Most of Ashton Eaton’s work had been done in the years leading up to the two rainy June days at the U.S. Olympic Track and Field Trials in Eugene, Oregon; running, jumping, and throwing day after day, week after week, year after year. Strained tendons and pulled muscles, being raised by a single mom who worked three jobs at a time just to keep food on the table, a father who walked out on him when he was two years old and a high school coach who took over as best he could, and six years of training every day, sometimes to the point of throwing up, led to him pacing on the track before his final Trials event.
The most basic and taxing of all sporting events is the decathlon. It is literally running and jumping and throwing, perhaps paying homage to what it once took simply to survive and is now used as a basis for the title “The World’s Greatest Athlete.” For two days competitors exert and exhort themselves to sprint as fast, jump as long and high, and throw spears and balls as far as they can – in a throwback to days when doing so meant food for a clan – and then run for a mile in order to bring it all home.
Ashton Eaton is a world class decathlete. For years he trained in scorpion-loving desert heat, icicle cold, pea soup fog, and steady rain. Virtually every day he awoke at dawn, pulled on his sweats, laced up his shoes, and hit the track. “I really truly love this event. To me it is my whole world,” explained Ashton. “I think the reason the decathlon is so appealing is because it is like living an entire lifetime in two days; you have the ups, the downs, the goods, the bads, the comebacks, it all happens in two days. Everybody loves life and I think that is why we love the decathlon.”
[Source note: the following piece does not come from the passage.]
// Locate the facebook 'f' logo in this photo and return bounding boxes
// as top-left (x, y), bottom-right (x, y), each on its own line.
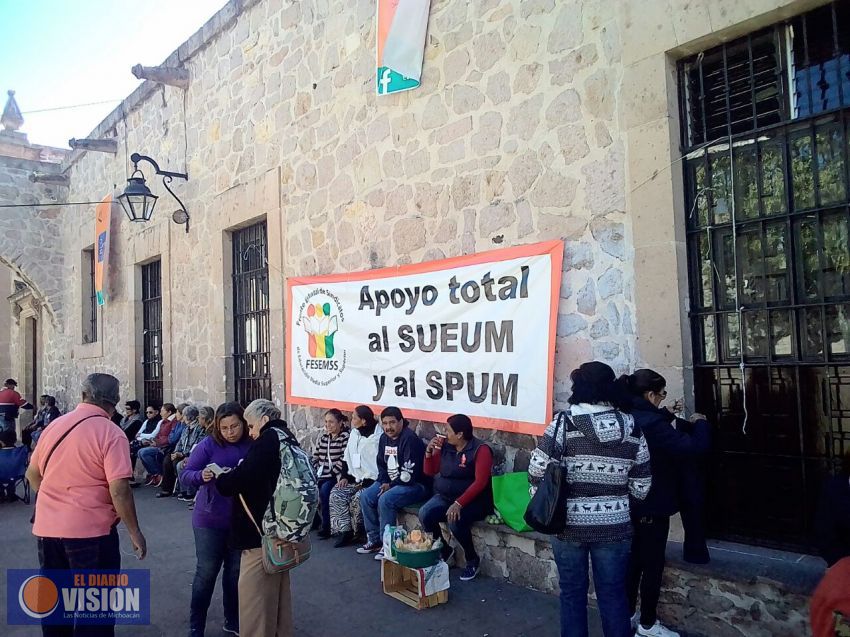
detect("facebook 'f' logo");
top-left (378, 68), bottom-right (392, 95)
From the time he was two Ashton saw that perseverance mattered. His mother who raised him alone worked by day as a secretary at a law firm, by night as a waitress, and on weekends doing whatever she could in order to keep Ashton fed and believing in himself, as she believed in him. “When, in 2007, his high school coaches said he had potential in track to get a scholarship and more,” said his mother Roz, “he really started to focus and believe in himself.” He set and reset his intentions: to be a good track athlete, to get a free ride to the University, to win the national championship, and to medal in the Olympics. He took action, training first in the high desert of Bend, Oregon and then in the drizzle capital of the world, Eugene.
Getting to be a world class athlete at the decathlon requires a regimen that demands that every part of your body be ideally honed. The individual events are grueling enough in their own right but especially so when track meets require you to do all of them over a two day period: 100-meter dash, long jump, shot put, high jump, 400-meter run, 110-meter hurdles, discus throw, pole vault, javelin throw, and 1500-meter distance race. Winning national and international decathlon competitions demands a heart and soul on fire, where you exist in a state of confidence and belief in yourself, perhaps so much so that visualizing and feeling the win means the win.
Ashton was poised for the race of his life and needed to run his best time ever in the Trials 1500-meter contest – the final decathlon event – to set a new world-record. A good race meant qualifying for the Olympics and a great race meant becoming the favorite to win at the Olympics courtesy of a fresh world-record. On his home field track he felt the adoring crowd and heard their whispers as the race announcer stated the time needed for him to become the World’s Greatest Athlete. Puddles from the rain soaked the track; conditions were lousy to run a personal best.
With years of goals behind him, tens of thousands of hours of training under his belt, and the belief ‘I can do it’ playing over and over again in the seconds leading up to the race, Ashton walked up to the start line. He toed the white stripe as thousands of hushed fans, electrified by the moment, looked down with him. The starter’s gun sounded and he took off like a true payload rocket as a controlled powerful burn pushed him forward. The crowd surged as well, screaming and cheering, inspiring him to greatness.
“Those last 600 meters, that is when the crowd was lifting me up,” exclaimed Ashton after the race. “I knew there was no way I was not going to get the world record, in large part due to what was happening around the stadium. I was not running on my own legs. I felt the magic. It let me do what I was made to do.” Ashton ran his best race ever, broke the record and became the highest scoring decathlete in history. He embraced his mother and fiancée. And he cried, not just his years of tireless training had paid off but because the atmosphere in which he ran, with thousands raising the energy, was one of pure love.